Le centre de Mountain Farm à Morey-Saint-Denis (21)
Sove 21 – Des villages éphémères pour loger les vendangeurs en Bourgogne
Carole DUMAND, Directrice Régionale Adjointe Clients Bourgogne-Franche-Comté, revient sur la genèse du projet, les leviers de mise en œuvre et les points d’attention liés à ce modèle d’hébergement saisonnier innovant.
En bref
Pour répondre au besoin croissant de logement des travailleurs saisonniers dans le secteur viticole, SOVE 21 expérimente le déploiement de villages éphémères modulaires sur des terrains identifiés, en commençant par un premier site pilote à Morey-Saint-Denis (Côte-d’Or). Ce projet vise à proposer une solution clé en main d’hébergement collectif à coût modéré pour les vendangeurs, réutilisable hors saison pour d’autres publics.
En chiffres
- Principaux partenaires du projet SOVE 21 :Préfecture de région Bourgogne-Franche-Comté, Département de la Côte-d’Or, collectivités locales, CAVB, FNEB et Action Logement Services.
- Nombre de logements + Nombre de places : 1 village pilote composé de 15 modules (12 dortoirs de 2 places, 2 modules sanitaires, 1 module de vie)
→ Capacité : 24 personnes
- Typologie de logements : Modules dortoirs partagés (2 couchages), espaces collectifs, sanitaires partagés
- Livraison prévisionnelle : Saison 2024 (livraison 8 modules) - 2025 (livraison 4 modules) - 2026 (livraison 3 modules )– projet pilote déployé à Morey-Saint-Denis
Interview Carole DUMAND (Action Logement Services)
Le projet est né d’échanges avec les employeurs, les collectivités et les services de l’État, tous conscients de la nécessité d’une solution alternative, mobile et opérationnelle rapidement et soucieux d’apporter une réponse aux difficultés de recrutement sur un secteur emblématique de la région.
Comment est né le projet ?
Chaque année, des milliers de vendangeurs affluent en Bourgogne, mais peinent à se loger dans des conditions décentes, faute d’offre abordable et encadrée. Partant de ce constat, une réponse concrète et reproductible a été créée avec SOVE 21, une structure dédiée à la conception et à la gestion de villages éphémères pour les saisonniers. Le projet est né d’échanges avec les employeurs, les collectivités et les services de l’État, tous conscients de la nécessité d’une solution alternative, mobile et opérationnelle rapidement et soucieux d’apporter une réponse aux difficultés de recrutement sur un secteur emblématique de la région.

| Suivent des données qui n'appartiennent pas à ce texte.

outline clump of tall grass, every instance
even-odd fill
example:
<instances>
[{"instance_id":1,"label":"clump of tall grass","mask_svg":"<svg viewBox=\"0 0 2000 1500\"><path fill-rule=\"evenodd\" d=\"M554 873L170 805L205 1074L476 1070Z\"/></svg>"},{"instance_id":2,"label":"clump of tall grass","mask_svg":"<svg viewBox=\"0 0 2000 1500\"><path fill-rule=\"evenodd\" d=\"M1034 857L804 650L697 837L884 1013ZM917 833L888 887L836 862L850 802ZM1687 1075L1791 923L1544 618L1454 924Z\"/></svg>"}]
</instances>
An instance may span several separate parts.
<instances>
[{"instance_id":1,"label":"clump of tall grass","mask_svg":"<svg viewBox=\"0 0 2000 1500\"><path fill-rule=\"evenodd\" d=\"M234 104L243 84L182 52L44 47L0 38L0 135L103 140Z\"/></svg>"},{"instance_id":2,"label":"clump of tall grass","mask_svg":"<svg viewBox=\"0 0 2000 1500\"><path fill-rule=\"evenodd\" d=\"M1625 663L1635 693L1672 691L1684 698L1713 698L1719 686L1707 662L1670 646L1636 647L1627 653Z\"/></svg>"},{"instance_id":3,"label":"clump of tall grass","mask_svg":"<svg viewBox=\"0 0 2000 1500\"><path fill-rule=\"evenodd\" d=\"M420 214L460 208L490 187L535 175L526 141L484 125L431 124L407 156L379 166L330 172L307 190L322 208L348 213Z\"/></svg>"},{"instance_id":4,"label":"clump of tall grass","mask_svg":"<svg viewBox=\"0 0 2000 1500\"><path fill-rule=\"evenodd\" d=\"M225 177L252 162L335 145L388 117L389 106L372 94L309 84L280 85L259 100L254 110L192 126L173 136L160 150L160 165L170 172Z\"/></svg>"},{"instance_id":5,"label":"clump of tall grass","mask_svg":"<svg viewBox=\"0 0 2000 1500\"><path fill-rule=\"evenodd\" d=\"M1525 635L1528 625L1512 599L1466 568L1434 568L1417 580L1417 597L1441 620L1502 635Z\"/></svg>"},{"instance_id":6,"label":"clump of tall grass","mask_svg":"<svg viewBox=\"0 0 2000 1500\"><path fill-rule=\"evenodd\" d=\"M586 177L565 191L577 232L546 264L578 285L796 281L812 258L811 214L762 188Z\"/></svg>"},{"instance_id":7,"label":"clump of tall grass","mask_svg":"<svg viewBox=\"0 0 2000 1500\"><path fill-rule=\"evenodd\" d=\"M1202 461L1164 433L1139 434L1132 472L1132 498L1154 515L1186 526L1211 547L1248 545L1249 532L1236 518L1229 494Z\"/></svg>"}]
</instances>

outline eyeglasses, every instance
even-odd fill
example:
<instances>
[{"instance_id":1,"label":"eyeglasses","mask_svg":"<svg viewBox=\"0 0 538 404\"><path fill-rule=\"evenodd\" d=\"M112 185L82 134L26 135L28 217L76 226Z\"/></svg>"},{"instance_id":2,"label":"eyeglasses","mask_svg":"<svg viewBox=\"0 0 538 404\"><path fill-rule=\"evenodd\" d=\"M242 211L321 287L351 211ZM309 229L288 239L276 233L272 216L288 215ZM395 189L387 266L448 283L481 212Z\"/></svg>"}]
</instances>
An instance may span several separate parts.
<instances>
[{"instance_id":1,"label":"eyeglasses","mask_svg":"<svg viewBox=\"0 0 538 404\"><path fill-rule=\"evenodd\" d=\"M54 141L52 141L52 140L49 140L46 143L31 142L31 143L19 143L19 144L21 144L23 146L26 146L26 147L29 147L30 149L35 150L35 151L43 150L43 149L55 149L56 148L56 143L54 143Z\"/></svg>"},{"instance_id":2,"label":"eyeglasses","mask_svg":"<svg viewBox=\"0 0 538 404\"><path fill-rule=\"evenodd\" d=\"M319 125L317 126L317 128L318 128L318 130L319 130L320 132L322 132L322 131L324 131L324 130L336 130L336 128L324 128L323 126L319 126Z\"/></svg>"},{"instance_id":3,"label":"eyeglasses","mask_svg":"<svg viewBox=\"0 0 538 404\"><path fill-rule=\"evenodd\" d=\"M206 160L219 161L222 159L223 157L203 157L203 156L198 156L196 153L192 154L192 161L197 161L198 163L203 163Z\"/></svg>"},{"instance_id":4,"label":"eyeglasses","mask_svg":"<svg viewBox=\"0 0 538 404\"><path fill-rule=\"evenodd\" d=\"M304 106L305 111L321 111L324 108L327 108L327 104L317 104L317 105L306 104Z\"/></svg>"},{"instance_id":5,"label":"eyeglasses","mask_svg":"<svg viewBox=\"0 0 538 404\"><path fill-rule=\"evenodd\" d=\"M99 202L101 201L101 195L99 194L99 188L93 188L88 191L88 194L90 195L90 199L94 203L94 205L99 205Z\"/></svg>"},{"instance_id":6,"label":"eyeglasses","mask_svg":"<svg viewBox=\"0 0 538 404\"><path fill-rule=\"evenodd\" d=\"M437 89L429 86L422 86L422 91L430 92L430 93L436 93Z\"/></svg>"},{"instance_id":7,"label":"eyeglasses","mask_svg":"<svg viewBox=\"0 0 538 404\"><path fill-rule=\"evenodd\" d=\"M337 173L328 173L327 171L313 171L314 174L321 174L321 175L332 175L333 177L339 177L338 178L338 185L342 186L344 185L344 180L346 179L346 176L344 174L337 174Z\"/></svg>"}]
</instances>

Quelle est la réponse apportée ?
Le premier village sera implanté à Morey-Saint-Denis, sur un terrain détenu par le porteur. Il comprendra 15 modules préfabriqués, dont des dortoirs, sanitaires et espaces de vie. Les hébergements seront proposés à un tarif de 22 €/nuit, dans le respect des normes de décence, avec une présence humaine continue sur le site pour veiller au bien-vivre ensemble, à la sécurité et à l’entretien. Hors période de vendanges, les mini-villages pourront être déplacés vers d’autres communes pour accueillir d’autres saisonniers : en hôtellerie, en restauration ou pour les travaux viticoles verts.
Quels sont les axes de travail engagés ?
Le projet repose sur plusieurs piliers : Un premier axe porte sur la production et l’installation de modules robustes et conformes à la réglementation. Un deuxième axe concerne la gestion opérationnelle du site, avec accueil, maintenance, accès aux soins et tri des déchets. Un troisième axe vise à nouer des partenariats territoriaux durables, avec les employeurs agricoles, les communes, et les acteurs de la formation ou de l’insertion, pour garantir l’occupation du site tout au long de l’année.
Quels sont les facteurs de réussite du projet ?
Le soutien affirmé de l’État, du préfet de région, des collectivités, des deux fédérations professionnelles viticoles (CAVB et FNEB) et d’Action Logement est un levier essentiel. Le modèle repose aussi sur sa modularité, sa mobilité et sa capacité de réutilisation. Il permet de réduire les tensions locatives, de sécuriser les parcours des saisonniers, et de réduire les risques sanitaires liés à l’hébergement précaire, en particulier en période de fortes chaleurs. Il s’agit d’une solution duplicable à l’échelle régionale.
Quels sont les points d’attention ?
Ce projet implique un investissement initial significatif (acquisition des modules, aménagements, gestion), qu’il faudra rentabiliser dans le temps grâce à un taux d’occupation élevé et une polyvalence d’usage. Il repose également sur l’adhésion des communes, prêtes à accueillir temporairement ces mini-villages, et sur une collaboration active avec les employeurs. Enfin, il est nécessaire de veiller à la qualité de vie sur site, pour favoriser l’acceptabilité locale et assurer la pérennité du dispositif.